Dünyayı sultanlar, hakanlar, krallar ve padişahlar yönetmiyor artık. Kendi yolunu kendi çizdiğine inanan dünya halkı; sistemlerden kopuk olmayı, kuralsızlığı, hayatta somutlaşarak benliğini soyutlaştırmayı özgür iradesinin getirdiği "yeni bir çağ düzeni" olarak görüyor. Oysa ne özgürlüğün adı var bu düzende, ne de iradenin...
Hakîkat caddesinde dosdoğru yürümenin "gerici zihniyete" ait bir davranış olduğunu sananlar, ara sokaklara sapmaktan caddeyi dâhî göremez hâldeler. Kendilerine ait olduğunu iddia edebilecekleri bir sokağa sapmanın peşinde, kendi gerçekliklerini ve dünyalarını kurmanın yolunu arıyorlar. Kendilerince sınırdışı olmalılar. Oysa herkesin sınırdışı olduğu çağda, ara sokaklara saparak sıradanlaşıyorlar. Yalnızca hakîkat caddesinde dümdüz yürüyenler sıradışı kalıyor. Yoldan sapmıyor, sapıtmıyorlar...

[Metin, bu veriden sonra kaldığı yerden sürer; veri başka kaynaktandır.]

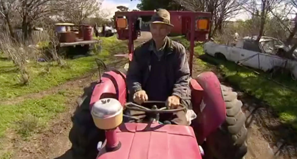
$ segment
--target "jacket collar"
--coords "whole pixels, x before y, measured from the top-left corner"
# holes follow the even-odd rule
[[[166,38],[166,43],[164,48],[164,50],[165,54],[166,55],[169,55],[172,54],[173,52],[173,46],[172,44],[172,40],[170,38],[167,36],[165,37]],[[154,42],[152,38],[150,40],[149,42],[150,44],[153,44]],[[152,46],[154,47],[153,45],[151,44],[149,46],[148,50],[150,51],[153,51],[153,48],[152,48]]]

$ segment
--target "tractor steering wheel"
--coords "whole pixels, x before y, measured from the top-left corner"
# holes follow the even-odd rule
[[[134,103],[132,102],[129,102],[125,105],[125,107],[127,109],[134,110],[137,110],[144,112],[146,113],[170,113],[179,112],[181,110],[186,110],[187,107],[184,105],[179,104],[182,108],[173,109],[169,109],[166,107],[164,107],[159,109],[158,109],[157,105],[165,105],[165,102],[162,101],[145,101],[144,104],[146,105],[152,105],[151,109],[149,109],[143,106]]]

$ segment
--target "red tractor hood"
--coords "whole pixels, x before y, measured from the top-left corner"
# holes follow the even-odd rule
[[[120,148],[101,151],[97,159],[201,159],[195,135],[190,126],[123,124],[117,128]]]

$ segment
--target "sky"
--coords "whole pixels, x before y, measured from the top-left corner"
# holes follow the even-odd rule
[[[140,3],[139,0],[104,0],[101,7],[101,11],[109,15],[108,18],[111,18],[114,15],[114,12],[118,10],[117,6],[123,6],[132,10],[136,9],[137,4]],[[228,19],[232,21],[241,19],[245,20],[250,18],[251,15],[246,12],[239,14],[236,17]]]
[[[101,7],[102,11],[109,15],[109,18],[111,18],[114,15],[114,12],[118,10],[117,6],[123,6],[128,7],[131,10],[136,9],[137,4],[140,2],[138,0],[104,0]],[[236,18],[232,18],[230,20],[236,20],[239,19],[245,19],[248,18],[249,16],[246,13],[239,14]]]
[[[118,10],[117,6],[123,6],[131,10],[136,9],[136,6],[140,2],[138,0],[133,0],[132,2],[130,0],[104,0],[101,10],[102,11],[108,13],[111,18]]]

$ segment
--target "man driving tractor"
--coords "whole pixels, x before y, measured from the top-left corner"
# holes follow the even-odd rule
[[[140,104],[149,101],[166,101],[175,109],[191,102],[190,70],[185,47],[167,37],[173,25],[170,13],[157,10],[150,28],[152,38],[136,48],[130,62],[127,83],[134,102]],[[186,111],[171,114],[168,119],[178,125],[187,125]]]

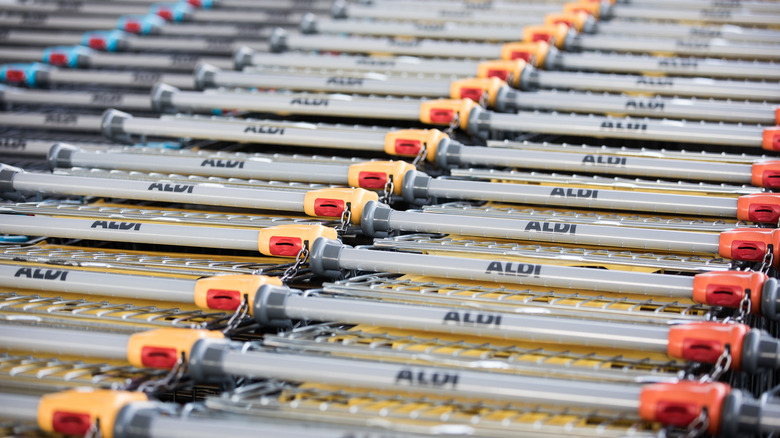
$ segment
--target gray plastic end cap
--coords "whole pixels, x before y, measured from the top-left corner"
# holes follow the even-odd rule
[[[751,329],[742,338],[742,370],[748,373],[780,368],[780,341],[769,333]]]
[[[401,185],[401,195],[410,204],[425,204],[428,202],[428,182],[431,177],[417,170],[410,170],[404,175]]]
[[[252,316],[263,327],[288,328],[291,327],[290,319],[284,310],[287,297],[292,290],[287,286],[264,284],[255,294],[255,302],[252,303]]]
[[[172,96],[180,90],[168,84],[157,84],[152,88],[152,108],[159,112],[175,111]]]
[[[195,76],[195,88],[205,90],[206,88],[216,87],[214,76],[220,71],[222,69],[211,64],[200,64],[195,67],[195,72],[193,73]]]
[[[347,13],[347,3],[343,0],[336,0],[333,2],[333,6],[330,8],[330,16],[337,20],[347,18],[349,16]]]
[[[385,237],[390,231],[388,220],[393,209],[387,204],[377,201],[368,201],[363,206],[363,215],[360,218],[360,228],[367,236]]]
[[[302,34],[317,33],[317,16],[311,12],[307,12],[306,15],[303,16],[303,20],[301,20],[300,29]]]
[[[244,67],[252,65],[252,55],[254,50],[247,46],[241,46],[233,52],[233,68],[243,70]]]
[[[124,122],[133,116],[115,109],[107,109],[103,113],[103,119],[100,122],[100,132],[103,136],[111,140],[125,140],[127,133],[124,129]]]
[[[49,155],[46,157],[46,164],[48,164],[49,170],[54,170],[58,167],[73,167],[70,156],[78,150],[78,147],[67,143],[54,143],[51,149],[49,149]]]
[[[0,163],[0,192],[13,192],[16,190],[14,189],[14,176],[22,172],[24,170],[18,167]]]
[[[449,138],[443,138],[436,145],[434,162],[441,169],[449,169],[460,164],[460,143]]]
[[[780,290],[776,278],[768,278],[761,289],[761,315],[770,321],[780,320]]]
[[[287,51],[287,31],[277,27],[271,32],[269,48],[273,53],[282,53]]]
[[[341,276],[339,255],[344,247],[345,245],[338,240],[318,237],[311,245],[309,253],[311,271],[323,277],[339,278]]]
[[[228,380],[222,371],[223,357],[231,349],[227,339],[198,339],[190,350],[187,370],[196,383],[224,383]]]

Sınırdışı olmak gibi bir ihtiyacı mı var insanın, ya da çağın yeni modası mı bu? Ne zamandan beri kendi ihtiyaçlarını belirleyemez oldu insan, kendi modasını kendi seçemez oldu? Bizim ara sokakların müdavimi olan sapkınlarımız, sapkınlıklarının kendilerini daha da öne çıkaracağını, hayranlarının dolacağını, isimlerinin hayatta daha da somut bir hâl alacağını sanıyorlar. Caddeden saparak özgürlüğe kavuştuklarını söylüyorlar, oysa "moda"nın belirlediği şartları hayatlarına kaskatı uygulayarak "gözde" olmanın yolunu arıyorlar. Yeni bir akım oluşturduklarını sanıyorlar fakat en büyük akımın kölesi olduklarını kaçırıyorlar: Özgürlüklerini hakîkat caddesinde bırakıp ara sokaklarda esaret arayanların akımı; işte yeni çağın yeni modası!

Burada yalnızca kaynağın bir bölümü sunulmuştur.